The atomic bomb and the end of the war
Despite the surrender of Germany, the Japanese continued to resist, and the war did not stop forever until after the bombing of the cities of Hiroshima and Nagasaki with two atomic bombs that formed the first use of atomic bombs in history.
The first "little boy" was thrown into Hiroshima on August 6, 1945, and a uranium bomb weighing more than 4.5 tons, missed the target a little and fell 800 feet away from it.
One minute after it was dropped, 66,000 people lost their lives and 69,000 were injured.
The second "fat man" was thrown into Nagasaki on August 9, 1945, and a plutonium bomb was dropped in the center of Nagasaki. In one moment, 39,000 people were killed and 25,000 residents were injured.
Subsequently, Japan signed the surrender document unconditionally on September 2, 1945, and three days later, the US flag was raised over Tokyo.
Human losses and political consequences
The Second World War ended after six years of fierce fighting, in which humanity lost about 17 million soldiers and twice that of civilians.

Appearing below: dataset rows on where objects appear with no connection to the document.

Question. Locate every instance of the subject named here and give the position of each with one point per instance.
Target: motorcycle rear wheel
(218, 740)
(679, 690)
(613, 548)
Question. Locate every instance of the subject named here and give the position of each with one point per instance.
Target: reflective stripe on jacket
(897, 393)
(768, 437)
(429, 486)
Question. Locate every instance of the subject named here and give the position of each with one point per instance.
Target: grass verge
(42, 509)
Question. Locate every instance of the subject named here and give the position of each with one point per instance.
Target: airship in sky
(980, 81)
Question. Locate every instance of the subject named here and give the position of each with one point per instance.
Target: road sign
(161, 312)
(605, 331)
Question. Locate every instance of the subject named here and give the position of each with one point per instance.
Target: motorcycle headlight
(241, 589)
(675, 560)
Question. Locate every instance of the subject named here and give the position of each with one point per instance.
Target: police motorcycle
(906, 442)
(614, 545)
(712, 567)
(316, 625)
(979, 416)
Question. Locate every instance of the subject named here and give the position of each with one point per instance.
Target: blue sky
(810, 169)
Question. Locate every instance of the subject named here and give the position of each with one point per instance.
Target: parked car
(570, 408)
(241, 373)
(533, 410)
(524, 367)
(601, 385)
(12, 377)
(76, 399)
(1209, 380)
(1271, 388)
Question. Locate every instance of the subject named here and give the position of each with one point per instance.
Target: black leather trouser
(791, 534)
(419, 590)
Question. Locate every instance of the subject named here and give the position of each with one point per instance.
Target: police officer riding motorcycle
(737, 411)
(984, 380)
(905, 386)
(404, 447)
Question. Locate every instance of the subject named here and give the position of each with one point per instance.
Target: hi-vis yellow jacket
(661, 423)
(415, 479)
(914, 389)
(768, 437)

One of its results was the victory of the Allied countries over the Axis powers, but the US's use of the atomic bomb in the war to compel Japan to surrender opened the door of the frantic race to possess weapons of mass destruction.
On the political level, one of its most prominent results was the formation of the map of the new international powers after the war, the emergence of the United States of America as a major actor in the new international order, and the establishment of the United Nations to dedicate the new map.
Through the United Nations, America has tried to confront the rising European powers whose influence extends overseas (Britain and France in particular) and the Soviet Union, which has been expanding its influence.
Through the international organization, America will have - according to this perspective - a mechanism to compete with these two giants, which must be contained within the framework of the international community.
To diminish the European role, the United States encouraged the right to self-determination of the colonies, and the Marshall Plan - which it developed to rebuild a devastated Europe - contributed to keeping these countries indebted to the United States, as well as its contribution to US influence in shaping political systems and direct war effects in Europe.